Die nahen Südkolonien

Oder die Beziehung zwischen alten und neuen EU-Mitgliedsstaaten

Hic sunt dracones. Foto: Wikimedia Commons

„Diese balkanische Staaten sind doch alle gleich“, dachte wahrscheinlich der Redakteur der deutschsprachigen Yahoo-Homepage. Wörtlich stand in der Zusammenfassung eines Artikels: „Ein Schüler unter den Erstklässlern in einem rumänischen Dorf fiel doch ziemlich aus der Reihe.“ Gespannt klickte ich den Titel an und musste staunen. Nicht so sehr darüber, dass ein 78-jähriger Bulgare die „Grundschule startete“, sondern viel mehr darüber, dass der betreffende Redakteur anscheinend keinen Unterschied zwischen den beiden EU-Staaten sehen kann. Ob Rumänien oder Bulgarien scheint ihm eben alles eins zu sein.

Wer soll sich schon in diesen unterentwickelten balkanischen Ländern darüber beschweren, dass man sie nicht auseinanderhalten kann? In Transilvanien liest man sowieso keine Zeitungen, da die Bevölkerung nur damit beschäftigt ist, sich gegen die Angriffe von Vlad Dracula zu schützen und die Bären von ihren Häusern fernzuhalten.

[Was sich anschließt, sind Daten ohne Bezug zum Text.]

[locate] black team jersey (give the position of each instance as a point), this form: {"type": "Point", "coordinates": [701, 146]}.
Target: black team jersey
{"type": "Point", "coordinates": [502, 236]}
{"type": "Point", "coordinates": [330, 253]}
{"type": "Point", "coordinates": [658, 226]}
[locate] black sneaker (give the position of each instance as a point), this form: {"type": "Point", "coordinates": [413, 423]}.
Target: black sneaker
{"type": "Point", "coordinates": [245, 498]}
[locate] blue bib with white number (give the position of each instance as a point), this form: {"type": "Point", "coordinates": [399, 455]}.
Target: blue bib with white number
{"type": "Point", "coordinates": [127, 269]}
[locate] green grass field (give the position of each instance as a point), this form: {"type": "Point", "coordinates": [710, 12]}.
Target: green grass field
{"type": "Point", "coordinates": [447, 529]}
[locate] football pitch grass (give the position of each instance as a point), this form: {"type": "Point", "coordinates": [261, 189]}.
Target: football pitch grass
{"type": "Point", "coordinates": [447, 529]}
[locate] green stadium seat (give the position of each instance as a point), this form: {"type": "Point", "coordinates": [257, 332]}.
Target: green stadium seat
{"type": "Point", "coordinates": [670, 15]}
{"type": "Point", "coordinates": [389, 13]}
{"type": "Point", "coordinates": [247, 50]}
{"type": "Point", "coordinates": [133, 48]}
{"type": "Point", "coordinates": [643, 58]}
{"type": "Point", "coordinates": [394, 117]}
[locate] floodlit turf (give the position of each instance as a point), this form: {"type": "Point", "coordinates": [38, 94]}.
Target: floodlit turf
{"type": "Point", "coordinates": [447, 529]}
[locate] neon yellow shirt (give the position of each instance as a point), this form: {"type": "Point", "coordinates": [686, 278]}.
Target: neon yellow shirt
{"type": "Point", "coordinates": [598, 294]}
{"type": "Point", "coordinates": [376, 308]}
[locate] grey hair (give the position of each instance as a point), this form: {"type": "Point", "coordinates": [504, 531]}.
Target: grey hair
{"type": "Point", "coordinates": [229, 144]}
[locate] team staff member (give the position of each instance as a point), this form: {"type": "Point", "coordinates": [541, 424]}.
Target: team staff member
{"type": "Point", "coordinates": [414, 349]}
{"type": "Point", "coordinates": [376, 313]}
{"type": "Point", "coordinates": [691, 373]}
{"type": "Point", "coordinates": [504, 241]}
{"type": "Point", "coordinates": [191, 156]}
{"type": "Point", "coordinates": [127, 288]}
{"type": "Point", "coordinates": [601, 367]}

In Südrumänien, wo auch die Landeshauptstadt Budapest (oder so ähnlich) liegt, klauen sie nur und, sollte man den Franzosen glauben, entlausen sich gegenseitig. Und die Bulgaren haben gar eine andere Schrift, die fast kein „zivilisierter“ Europäer lesen kann.

Wie sollen sie denn das in lateinischer Schrift Geschriebene verstehen? Folglich spielt es keine Rolle, ob man Bulgarien oder Rumänien schreibt.
Für viele EU-Bürger scheint die Europäische Union auch fast fünf Jahre  seit dem Beitritt Rumäniens und Bulgariens zu diesem Staatenverbund irgendwo an der ungarischen Grenze aufzuhören.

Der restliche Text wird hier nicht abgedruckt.